OTTAWA — Julie Payette deviendra lundi le 29e gouverneur général. Sa désignation lui a valu une petite controverse, déterrant même quelques détails très privés d’un divorce. Mais sa vie, à partir de maintenant, sera examinée par une loupe plus puissante encore.

Voici quelques controverses qui ont écorché les gouverneurs généraux des 38 dernières années:

David Johnston (2010-2017): Août 2011, M. Johnston fait la leçon aux avocats et aux juges. Dans un discours devant l’Association du Barreau canadien, il dénonce la lenteur des tribunaux et parle de la perte de confiance envers la profession. C’est l’eau la plus chaude qu’aura subie un gouverneur général qui s’est montré discret, à la limite du beige.
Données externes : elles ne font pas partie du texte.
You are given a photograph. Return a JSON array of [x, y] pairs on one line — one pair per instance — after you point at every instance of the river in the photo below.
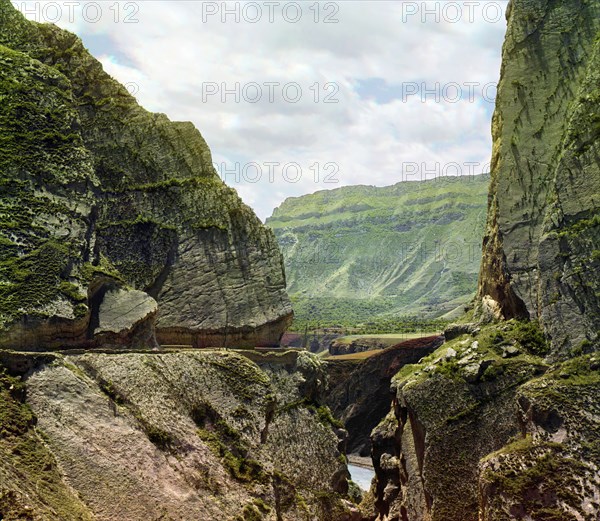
[[361, 476]]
Michaëlle Jean (2005-2010): La controverse n’a pas attendu l’installation de Mme Jean. Dès sa désignation, il lui a fallu justifier des écrits passés qualifiés de sympathiques à la cause souverainiste québécoise. En octobre 2005, un discours humoristique au dîner annuel de la Tribune de la presse parlementaire, dans lequel elle mimait l’ivresse, lui a vallu des reproches. En octobre 2009, lors d’un discours à Paris, elle se qualifie de «chef d’État», poussant le premier ministre de l’époque, Stephen Harper, à lui rappeler que c’est plutôt la reine Elizabeth II qui a ce titre.

Adrienne Clarkson (1999-2005): Septembre 2003, Mme Clarkson entame une tournée des pays du Nord circumpolaire. Ce voyage qui la mènera en Russie, en Islande et en Finlande, puis en Norvège, Suède et Danemark, coûtera trop cher aux yeux de l’opposition et même le gouvernement — libéral à l’époque — ne viendra pas à la défense de Mme Clarkson.

Roméo Leblanc (1995-1999): M. Leblanc aussi arrive au poste dans la controverse. Étant l’un des rares ministres libéraux à avoir endossé Jean Chrétien lors de la course au leadership du Parti libéral de 1984, il faisait également partie de l’équipe de stratégie électorale lors de l’élection de 1993 qui a porté M. Chrétien au pouvoir. Les critiques ont donc crié au favoritisme. Et le chef du Parti réformiste (ancêtre du Parti conservateur actuel), Preston Manning, a boudé la cérémonie d’assermentation.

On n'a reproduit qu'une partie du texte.